Eng. Lafayette Dantas – Primeiramente, combater o negacionismo e apoiar-se em evidências científicas para análises. Políticas públicas devem valorizar e se apoiar em indicações de base científica. Políticos devem compreender que prevenção é muito melhor que mitigação ou remediação. A remediação é, em geral, de um custo extremamente mais elevado que a prevenção. Investimentos devem fomentar, desde o monitoramento e coleta de dados, passando por formação de especialistas, capacitação de pessoal em funções diversas e sua incorporação nas instituições do estado, pela estruturação institucional para lidar com os problemas dos riscos e desastres, assim como elaborar planos, programas e ações de prevenção, ações em emergências e mitigação. As cidades devem ser desimpermeabilizadas, devem considerar formas diferentes de urbanização, buscando o convívio com as águas e sua dinâmica, devem adotar medidas estruturais quando necessário, mas valorizar medidas não-estruturais para o manejo e drenagem das águas. Logo, a gestão das cidades deve ser orientada, realmente, para o bem-estar da população e não para a ganância e imediatismo dos interesses corporativos, imobiliários e rentistas. As bacias hidrográficas e de drenagem, sejam urbanas, sejam rurais, devem ter áreas verdes valorizadas, mantidas, recuperadas ou implantadas. O uso dos solos deve ter viés conservacionista, prevenindo a erosão e perdas da fertilidade. Neste sentido, também o modo e as tecnologias para agricultura devem ser repensadas e utilizadas práticas conservacionistas, evitando desmatamentos, monocultura, uso dos solos à exaustão e emprego abusivo de veneno. Com isso, poderíamos começar a esperar uma redução dos riscos de um evento tão extremo causar tantos estragos e perdas.

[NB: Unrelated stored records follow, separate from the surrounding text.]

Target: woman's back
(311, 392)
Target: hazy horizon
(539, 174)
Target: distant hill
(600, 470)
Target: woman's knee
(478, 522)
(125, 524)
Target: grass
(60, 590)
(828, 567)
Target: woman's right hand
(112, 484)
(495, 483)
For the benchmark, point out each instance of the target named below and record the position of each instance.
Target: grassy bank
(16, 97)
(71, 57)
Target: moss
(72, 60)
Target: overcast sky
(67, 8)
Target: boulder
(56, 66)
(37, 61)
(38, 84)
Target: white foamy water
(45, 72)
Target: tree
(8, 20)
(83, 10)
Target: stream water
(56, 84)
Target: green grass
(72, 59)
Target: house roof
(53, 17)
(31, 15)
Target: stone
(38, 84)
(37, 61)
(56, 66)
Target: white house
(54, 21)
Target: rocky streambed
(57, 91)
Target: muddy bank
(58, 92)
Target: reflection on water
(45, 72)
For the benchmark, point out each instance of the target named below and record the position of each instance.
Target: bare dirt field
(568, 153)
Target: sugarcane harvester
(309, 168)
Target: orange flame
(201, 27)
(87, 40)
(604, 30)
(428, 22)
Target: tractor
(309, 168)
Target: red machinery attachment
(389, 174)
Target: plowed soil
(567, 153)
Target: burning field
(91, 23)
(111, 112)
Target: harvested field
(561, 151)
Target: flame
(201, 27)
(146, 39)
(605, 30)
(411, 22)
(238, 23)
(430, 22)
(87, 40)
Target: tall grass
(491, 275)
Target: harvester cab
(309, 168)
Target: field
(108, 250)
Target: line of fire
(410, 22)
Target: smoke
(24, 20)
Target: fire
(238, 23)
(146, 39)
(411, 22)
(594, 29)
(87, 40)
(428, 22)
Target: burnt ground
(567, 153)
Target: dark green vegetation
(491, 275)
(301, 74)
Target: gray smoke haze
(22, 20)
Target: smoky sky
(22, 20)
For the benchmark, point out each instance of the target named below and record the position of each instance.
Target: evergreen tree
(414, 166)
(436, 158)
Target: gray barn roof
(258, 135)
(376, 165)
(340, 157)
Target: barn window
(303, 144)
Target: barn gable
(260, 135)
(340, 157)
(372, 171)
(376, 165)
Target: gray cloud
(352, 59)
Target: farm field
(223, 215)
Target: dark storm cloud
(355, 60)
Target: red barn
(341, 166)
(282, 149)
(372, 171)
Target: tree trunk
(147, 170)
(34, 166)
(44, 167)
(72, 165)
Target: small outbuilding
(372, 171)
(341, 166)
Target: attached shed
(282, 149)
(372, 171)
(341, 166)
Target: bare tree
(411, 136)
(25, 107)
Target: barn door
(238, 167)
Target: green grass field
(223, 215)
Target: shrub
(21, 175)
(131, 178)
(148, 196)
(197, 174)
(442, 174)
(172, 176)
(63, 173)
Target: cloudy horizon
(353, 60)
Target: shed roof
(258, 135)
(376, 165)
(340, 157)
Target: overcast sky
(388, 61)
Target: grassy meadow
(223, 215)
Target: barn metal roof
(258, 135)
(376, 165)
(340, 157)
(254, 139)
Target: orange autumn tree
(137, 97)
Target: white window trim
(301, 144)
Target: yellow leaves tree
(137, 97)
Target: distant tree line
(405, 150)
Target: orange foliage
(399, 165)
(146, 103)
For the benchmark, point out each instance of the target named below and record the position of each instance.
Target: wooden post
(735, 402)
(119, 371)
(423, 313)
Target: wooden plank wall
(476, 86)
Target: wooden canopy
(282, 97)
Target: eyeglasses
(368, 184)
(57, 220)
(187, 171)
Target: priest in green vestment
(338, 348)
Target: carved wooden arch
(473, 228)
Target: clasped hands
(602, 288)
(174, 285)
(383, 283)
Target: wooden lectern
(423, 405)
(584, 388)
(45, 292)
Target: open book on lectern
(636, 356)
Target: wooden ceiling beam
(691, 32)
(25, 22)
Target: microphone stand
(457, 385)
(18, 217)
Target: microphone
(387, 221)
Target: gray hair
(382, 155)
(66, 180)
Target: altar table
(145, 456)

Eng. Sérgio Koide – Eu acho que a primeira coisa a seguinte: é ver de onde é que é que estão as grandes fontes de gases do efeito estufa. E a gente combater isso. A primeira coisa que a gente sabe é o seguinte: o Brasil é colocado como um dos grandes produtores de gases estufa por um simples motivo: queima de florestas. Então, na verdade, é o desmatamento inicialmente e depois a queima daquela massa de matéria orgânica que depois é derrubada pra criar áreas de plantio e de pastagem. Então, isso realmente é a primeira coisa que tem que realmente ser controlado. Eu acho que a gente precisa pensar melhor aí com um pouco mais de tempo o seguinte: não pode também continuar fazendo a mesma coisa do próprio cerrado. Então, Cerrado, hoje, é a grande área de desmatamento do país, então isso precisa ser controlado, não só na Amazônia. No Cerrado e no Pantanal, também precisa se controlar um pouco mais. Então esse é o primeiro passo. E a outra medida que eu acho que o Brasil nesse aspecto tem corrido bem atrás, é a questão do seguinte: nós temos que reduzir a questão do uso de combustíveis fósseis, substituição de energias. Então, eu acho que o Brasil deu um grande avanço aí na minha opinião. No passado aí, com combustíveis renováveis, melhorou muito na questão do aproveitamento da matéria orgânica, a própria cana e a palhada, tudo isso aí, deixar de queimar e passar realmente a usar isso como mais geradores e também outras fontes de energia que é a questão aí da energia eólica, solar e vão aparecer outras, hidrogênio. E você veja que a própria eólica está mudando, até os tipos de usina. Então tudo isso, a energia solar, estão sendo aperfeiçoadas. Temos que aproveitar porque a energia solar não é só para o painel, talvez para os concentradores, através de espelhos, uma série de coisas que estão sendo pesquisadas no mundo inteiro. Então, eu acho que a gente tá indo. Nós vamos ter que partir também pra energia do mar, maremotriz. Tudo isso são medidas que nós vamos ter para gerar energia e substituir a matriz. Não dá pra substituir de imediato. Na minha opinião a de alguns governos, é errôneo que isso é gasto porque, na verdade, essa substituição também gera emprego, também gera tecnologias novas. Eu acho que isso também é importante, então acho que dá pra conviver bem com essas mudanças.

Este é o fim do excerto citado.